Born 16 September 1952 in Dallas, Texas, USA. Educated in Texas, England and Saskatchewan. Met future wife, Roma Adelman, 1969. Received B.Sc., 1974, Pure and Applied Mathematics, from University of Sheffield, England. Married Roma Adelman 1975. Obtained Ph.D., 1979, Mathematical Sciences, University of Texas at Dallas. Dissertation: The Numerical Integration of Einstein's Equations. Conceived and assisted on early implementation of Michael Hoffman (1980) and Eric Hoffman (1985). Worked for Texas Instruments in Dallas, Exxon in New Jersey, Schlumberger in Houston. Came to IBM as contractor in 1987; became regular employee a year later. Worked as language architect on product now called DB2/2, before it moved to Toronto (1988-1991). IBM Technical Liaison to Taligent, 1992-1994. Divorced 1999, remarried same year to Peggy Deveney. Moved around a lot in IBM Austin, now in AIM Services. Proud father of Abigail Elizabeth Hoffman 5/15/2001. I guess nothing is more important than that, so I'll stop here.

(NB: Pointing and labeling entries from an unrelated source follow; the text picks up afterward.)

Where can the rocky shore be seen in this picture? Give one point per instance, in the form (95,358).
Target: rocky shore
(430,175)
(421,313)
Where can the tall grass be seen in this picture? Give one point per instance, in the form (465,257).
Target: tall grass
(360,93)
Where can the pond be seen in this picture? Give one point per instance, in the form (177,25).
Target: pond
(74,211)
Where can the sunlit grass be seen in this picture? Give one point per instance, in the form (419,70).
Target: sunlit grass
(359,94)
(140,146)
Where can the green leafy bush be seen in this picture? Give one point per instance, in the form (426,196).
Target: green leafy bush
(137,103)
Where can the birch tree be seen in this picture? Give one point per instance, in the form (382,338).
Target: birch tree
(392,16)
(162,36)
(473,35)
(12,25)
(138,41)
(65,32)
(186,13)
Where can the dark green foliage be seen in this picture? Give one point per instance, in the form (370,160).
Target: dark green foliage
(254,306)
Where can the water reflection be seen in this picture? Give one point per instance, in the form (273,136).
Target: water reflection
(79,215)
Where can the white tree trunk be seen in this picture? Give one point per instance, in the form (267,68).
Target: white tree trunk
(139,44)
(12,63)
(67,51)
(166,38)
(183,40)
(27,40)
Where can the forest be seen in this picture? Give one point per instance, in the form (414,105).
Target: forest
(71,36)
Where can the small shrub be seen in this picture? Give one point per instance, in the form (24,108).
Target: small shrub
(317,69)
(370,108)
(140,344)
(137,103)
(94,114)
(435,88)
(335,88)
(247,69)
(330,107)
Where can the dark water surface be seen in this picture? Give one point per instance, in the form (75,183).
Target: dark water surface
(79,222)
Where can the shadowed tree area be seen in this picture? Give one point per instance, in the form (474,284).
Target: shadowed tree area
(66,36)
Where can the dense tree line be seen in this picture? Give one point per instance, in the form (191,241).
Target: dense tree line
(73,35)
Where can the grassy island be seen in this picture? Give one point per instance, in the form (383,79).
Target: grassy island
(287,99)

It was a clerical error. Really. I was invited to attend The Queen's Univerisity in Belfast by a friend of mine in their CS department. He arranged everything, but they asked me to send in an application "just as a formality." Due to the postal strike that year, my application was delayed five months, and it was automatically routed to a clearing house which matched late applications with open seats in British Universities. Belfast requested the application be sent back to them, but Clearing never found it. Meanwhile, although I had stated on the application that I only wanted to study CS, and only at Belfast, a copy of the application had started to wind its way across the UK. In late September, after I had given up hope, I received a letter from the University of Sheffield saying that I was accepted to study Pure Mathematics. I looked up Sheffield in the encyclopedia, and looked up Pure Mathematics in the encyclopedia, said "what the heck!" (or something to that effect) and dashed off to England.
It's a long and boring story, that you would have had to have gone to my high school in the sixties to understand. Now it's a tradition: I've had an account called "ubiquity" somewhere in the world every year since 1970.